4 février 2014 - Par Jean Chouzenoux

Le Château des Tourelles, AOC Costières-de-Nîmes, est un vin bien connu au Québec. Mais saviez-vous que ce vignoble a un p’tit cousin au Québec ? Eh oui, il s’agit du Vignoble de l’Orpailleur. Hervé Durand est le pont entre ces deux domaines. C’est un homme passionné d’agriculture et un féru d’histoire, doublé d’un sens de l’aventure peu banal. Imaginez… planter de la vigne au Québec au début des années 1980 !

Depuis toujours, la famille Durand baigne dans la vigne. Le Mas des Tourelles est entré dans le giron familial en 1762 et Hervé l’a racheté de l’un de ses oncles en 1974. Bardé de son diplôme d’agriculture et d’œnologie, il apprend vite les rudiments de la profession et se voit confier les rênes d’autres propriétés familiales en 1968. Voilà maintenant que se profile à l’horizon l’ombre de son fils Guilhem. Hervé Durand recadre le tout : « Dans ce métier, on travaille pour la génération qui suit. » Son épouse et Guilhem étant ses complices, le trio opère dans quatre sphères d’activité reliées au monde de l’agrotourisme.


Le Mas des Tourelles à Beaucaire, vallée du Rhône.

Le vignoble français

Situé à Beaucaire, au sud de la France et sur les bords du Rhône, le vignoble d’une centaine d’hectares est planté majoritairement de grenache, de syrah et de mourvèdre. Quatre-vingts pour cent de la production, soit 250 000 bouteilles, est exportée vers le Québec sous les appellations Château des Tourelles, Mas des Tourelles et O’Terra (voir l’encadré). Mais ce Mas des Tourelles, situé en vallée du Rhône, révèle un autre secret…

Une cave gallo-romaine

Toute cette région située entre Avignon, Nîmes et Arles fut jadis territoire romain. Quelle ne fut pas la surprise des propriétaires du domaine de découvrir sur leur terre les vestiges d’une ancienne villa gallo-romaine ! Certains n’y auraient porté que peu d’attention, mais pas Hervé Durand. Il a permis aux autorités de faire des fouilles et de constituer un patrimoine historique. Lui, il s’est aussi lancé à fond dans une aventure incroyable, soit celle de faire du vin comme jadis, de la culture de la vigne à la vinification.

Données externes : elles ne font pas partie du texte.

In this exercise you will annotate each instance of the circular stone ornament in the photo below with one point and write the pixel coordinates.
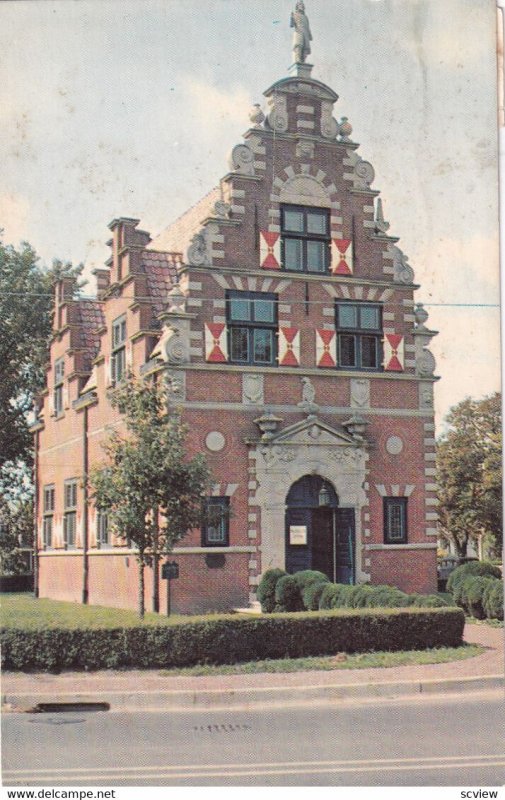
(394, 445)
(214, 441)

« Dans ce métier, on travaille pour la génération qui suit. »

D’abord, dans une partie du vignoble, les vignes sont plantées « en toute liberté » et poussent en s’agrippant aux oliviers. S’en suivent des vendanges faites à la main par des « esclaves » vêtus du cuculus (tunique d’époque). Dans la cellaria vinaria (salle de vinification), les raisins sont foulés au pied. Un pressoir en bois entièrement reconstitué d’après un texte de Caton, manœuvré à bras d’homme, permet de recueillir le jus qui est fermenté dans des dalia, (grandes jarres en terre cuite). Enfin, selon les textes anciens qu’Hervé Durand a consultés, trois recettes servent à élaborer autant de vins différents. Parmi les ingrédients utilisés, il y a des épices, des plantes, du miel et de l’eau de mer. Cette mixture permet de stabiliser le goût, de conserver le vin et de rendre le divin breuvage agréable aux libations. Je vous jure que goûter ces vins, fort agréables au demeurant, relève de l’expérience mystique ! Les 10 000 bouteilles produites annuellement trouvent rapidement preneurs.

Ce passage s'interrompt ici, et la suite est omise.